Originally Posted by Copes
I'm a big fan of the Trillium, but I feel that's exactly the type of development that people would be up in arms about if it were to go in downtown. For one, I'm quite sure its too tall. Secondly, I feel there would be resistance to the modern look in "historic downtown".
There are a lot of strange, unreasonable opinions about urban development that have cropped up over the last few decades of suburban sprawl and underinvestment in cities. A lot of people just don't think about it much and aren't really aware of the modern possibilities out there. They know they like some old buildings and don't like some of the "new" (1980's or earlier) buildings and that is about it.
Has St. John's had many planning exercises that focus on the benefits of density and good urban design? Does the local media talk about these things?

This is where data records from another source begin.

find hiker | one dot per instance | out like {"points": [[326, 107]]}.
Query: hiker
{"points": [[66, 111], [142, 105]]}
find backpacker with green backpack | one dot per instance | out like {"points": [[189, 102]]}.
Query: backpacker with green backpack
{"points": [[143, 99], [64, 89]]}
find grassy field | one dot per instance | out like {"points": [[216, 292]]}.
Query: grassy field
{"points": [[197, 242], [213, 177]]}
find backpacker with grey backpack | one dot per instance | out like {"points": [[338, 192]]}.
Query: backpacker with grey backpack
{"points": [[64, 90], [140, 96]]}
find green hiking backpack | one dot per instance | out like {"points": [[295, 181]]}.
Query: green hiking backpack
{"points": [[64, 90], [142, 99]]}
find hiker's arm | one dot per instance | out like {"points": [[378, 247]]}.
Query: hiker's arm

I think the Trillium is okay but it could have been much nicer with a simpler design. The development next door has more of a lowrise scale that is closer to existing buildings in St. John's. I don't think this design is perfect by any stretch but it is an improvement over the parking lot that is there right now: http://www.thesistersites.ca/
The coloured balconies are interesting because to some degree they are tied to a local vernacular style (colourful wooden houses) but are not an overly literal interpretation. It's usually much better to build a modern building that re-interprets some interesting local features than it is to mimic old building styles. The old styles were designed for particular materials, skills, and scales. A design done in stone for a three storey commercial building will look ridiculous when reinterpreted in foam and plastic for a larger condo building.